Book Purchases: July 1 – July 31, 2006

Books Purchased: July 1-July 31:

Richard S. Shue. Morning at Willoughby Run: The Opening Battle at Gettysburg, July 1, 1863. Thomas Publications (PA); Revised edition (January 1995).
I don’t know too much about this one other than that it depicts the fighting between Heth’s Division and Buford’s Cavalry Division, with the later arrival of the Union I Corps. If anyone has any other info I would appreciate hearing about it.

Mark W. Johnson. That Body of Brave Men: The U.S. Regular Infantry and the Civil War in the West. Da Capo Press, September 2, 2003.
I’ve had my eye on this one for a long time, but it is a pretty hefty book, weighing in at almost 800 pages, and the price had to drop for me to seriously consider buying it. Ebay came through again this month when I picked it up for far less than the listed price of $45. Apparently the author, Mark Johnson, is also a wargamer. He is the designer of Critical Hit’s upcoming Civil War board game entitled ATS Gettysburg, due for a September release. This book covers “the Regular Brigade of the Army of the Cumberland, the 15th 16th, 18th and 19th United States Infantry Regiments”, at least according to one of the reviews at Amazon. It looks like the author covered them in great detail, and I look forward to reading this one.

Herbert M. Schiller. Sumter Is Avenged!: The Siege and Reduction of Fort Pulaski. White Mane Publishing Company, December 1995.
Regular readers of this blog are probably thinking “uh oh, another White Mane offering”, but I’ve been assured by several people, among them Drew Wagenhoffer, that this is a solid book. I just recently finished a book covering the end of the war a far as Savannah, Georgia was concerned, and this one will make a nice change of pace by focusing on the beginning of the war in Savannah.

Richard M. McMurry. The Fourth Battle of Winchester: Toward a New Civil War Paradigm. Kent State University Press, March 2002.
I was intrigued by this title after Dr. McMurry mentioned it in his appearance on Civil War Talk Radio. The book starts with a counter-factual scenario involving Early’s 1864 Raid on Washington, but it is really about the author’s belief that the decisive theater of the Civil War was the west. I enjoyed the author’s extended essay Two Great Rebel Armies, and I am eagerly looking forward to reading this one, most likely in one sitting.
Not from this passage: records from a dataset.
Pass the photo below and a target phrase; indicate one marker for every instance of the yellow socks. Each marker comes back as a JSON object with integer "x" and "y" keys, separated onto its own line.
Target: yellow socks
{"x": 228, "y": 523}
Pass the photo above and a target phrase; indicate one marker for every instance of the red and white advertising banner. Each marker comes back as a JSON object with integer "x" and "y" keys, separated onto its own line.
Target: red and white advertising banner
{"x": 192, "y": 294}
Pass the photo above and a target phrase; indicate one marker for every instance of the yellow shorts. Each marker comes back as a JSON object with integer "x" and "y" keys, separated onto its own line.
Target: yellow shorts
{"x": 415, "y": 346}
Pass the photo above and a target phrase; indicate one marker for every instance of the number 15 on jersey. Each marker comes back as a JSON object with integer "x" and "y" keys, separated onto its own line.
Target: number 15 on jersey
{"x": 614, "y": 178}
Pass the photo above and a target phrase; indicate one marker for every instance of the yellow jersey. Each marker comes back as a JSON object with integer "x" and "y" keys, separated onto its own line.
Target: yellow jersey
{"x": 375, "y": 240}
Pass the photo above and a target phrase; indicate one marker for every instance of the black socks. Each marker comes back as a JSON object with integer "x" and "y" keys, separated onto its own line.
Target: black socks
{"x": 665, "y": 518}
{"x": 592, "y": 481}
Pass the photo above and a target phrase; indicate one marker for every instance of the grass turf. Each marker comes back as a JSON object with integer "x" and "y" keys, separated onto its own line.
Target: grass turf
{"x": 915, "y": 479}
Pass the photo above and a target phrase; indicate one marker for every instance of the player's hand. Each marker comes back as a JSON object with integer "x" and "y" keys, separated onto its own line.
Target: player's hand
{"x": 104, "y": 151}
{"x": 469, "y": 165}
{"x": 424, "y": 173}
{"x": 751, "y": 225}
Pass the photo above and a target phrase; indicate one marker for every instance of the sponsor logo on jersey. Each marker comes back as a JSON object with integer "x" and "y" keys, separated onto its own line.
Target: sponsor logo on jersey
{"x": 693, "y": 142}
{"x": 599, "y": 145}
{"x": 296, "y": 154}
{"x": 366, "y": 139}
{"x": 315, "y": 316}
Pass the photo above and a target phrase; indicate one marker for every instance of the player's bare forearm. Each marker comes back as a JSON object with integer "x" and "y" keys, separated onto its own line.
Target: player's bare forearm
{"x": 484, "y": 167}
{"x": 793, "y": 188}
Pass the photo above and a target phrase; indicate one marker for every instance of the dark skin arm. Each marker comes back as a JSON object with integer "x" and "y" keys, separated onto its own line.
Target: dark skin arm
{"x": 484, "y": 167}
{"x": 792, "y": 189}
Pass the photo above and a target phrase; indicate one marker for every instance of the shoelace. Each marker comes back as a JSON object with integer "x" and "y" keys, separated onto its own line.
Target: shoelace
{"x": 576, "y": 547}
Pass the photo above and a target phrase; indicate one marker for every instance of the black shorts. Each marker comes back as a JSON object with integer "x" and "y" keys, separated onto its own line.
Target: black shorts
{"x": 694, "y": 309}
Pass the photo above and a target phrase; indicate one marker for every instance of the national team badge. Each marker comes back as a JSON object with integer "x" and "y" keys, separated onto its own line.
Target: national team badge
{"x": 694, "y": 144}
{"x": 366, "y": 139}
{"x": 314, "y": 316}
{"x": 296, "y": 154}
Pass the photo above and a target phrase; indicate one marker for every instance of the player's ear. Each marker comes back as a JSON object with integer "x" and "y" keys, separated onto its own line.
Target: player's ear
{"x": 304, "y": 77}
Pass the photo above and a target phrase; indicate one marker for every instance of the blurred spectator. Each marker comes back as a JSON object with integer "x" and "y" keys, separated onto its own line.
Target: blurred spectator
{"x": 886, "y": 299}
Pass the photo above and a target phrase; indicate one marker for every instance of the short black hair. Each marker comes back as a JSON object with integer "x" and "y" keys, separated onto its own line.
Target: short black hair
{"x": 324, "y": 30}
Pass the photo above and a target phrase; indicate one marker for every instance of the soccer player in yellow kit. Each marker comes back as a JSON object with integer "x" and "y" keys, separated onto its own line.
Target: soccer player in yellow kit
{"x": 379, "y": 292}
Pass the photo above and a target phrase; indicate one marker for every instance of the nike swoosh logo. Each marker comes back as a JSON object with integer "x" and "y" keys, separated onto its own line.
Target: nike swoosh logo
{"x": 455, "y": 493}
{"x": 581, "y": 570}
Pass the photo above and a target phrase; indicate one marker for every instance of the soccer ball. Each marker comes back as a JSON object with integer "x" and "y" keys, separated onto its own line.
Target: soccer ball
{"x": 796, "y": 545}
Mary Alice Wills. The Confederate Blockade of Washington, D.C. 1861-1862. White Mane Publishing Company, January 1998.
White Mane is prolific if nothing else. Luckily, Drew Wagenhoffer also has this one covered. According to Drew, White Mane was only superficially involved since they only printed the third edition of this book. It was originally published by Burd Street Press, and Drew included it in his “Best of White Mane” series, so this should be a pretty interesting book. The book doesn’t have as many maps as I would have liked, but depending on the focus of the book, this may end up being a minor issue. This is probably a good time to mention that I find a lot of books to keep an eye out for from Drew’s site. Many of the books that have been appearing in my “Book Purchases” entries have been books already reviews by Drew at one time or another. If you haven’t done so, make sure you go through his archives for some very good stuff.

William Garrett Piston & Richard W. Hatcher, III. Wilson’s Creek: The Second Battle of the Civil War and the Men Who Fought It. The University of North Carolina Press, March 27, 2000.
I have the other major works on Wilson’s Creek (books by Bearss and Brooksher), but I’ve heard this is probably the best of the bunch. Drew Wagenhoffer rated it at #11 in his list of best books on the Trans-Mississippi early this year, and pointed to it as one of the better campaign studies to attempt to include social aspects of the campaign as well.

J. Tracy Power. Lee’s Miserables: Life in the Army of Northern Virginia from the Wilderness to Appomattox. The University of North Carolina Press, April 27, 1998.
This book has intrigued me for several years, mainly I think due to the interesting title. According to Kevin Levin, this one is an excellent look at the fighting men of the Army of Northern Virginia in the last year of the war, covering their thoughts and feelings on the war, and how they managed to persevere through the large casualties and then the siege around Petersburg. I am especially interested in the Petersburg portion of the book.

Doris Rich. Fort Morgan and the Battle of Mobile Bay. Baldwin Times, January 1, 1972.
Doris Rich’s pamphlet on Fort Morgan is one of those intriguing titles that pops up on Ebay from time to time at a reasonable price (i.e. I paid so little for it that even if it stinks no harm is done). This one is a completely blind buy, and I also managed to get a signed copy which is always pretty cool. If anyone has this pamphlet and wants to give me some ideas of its worth, I’d love to hear from you.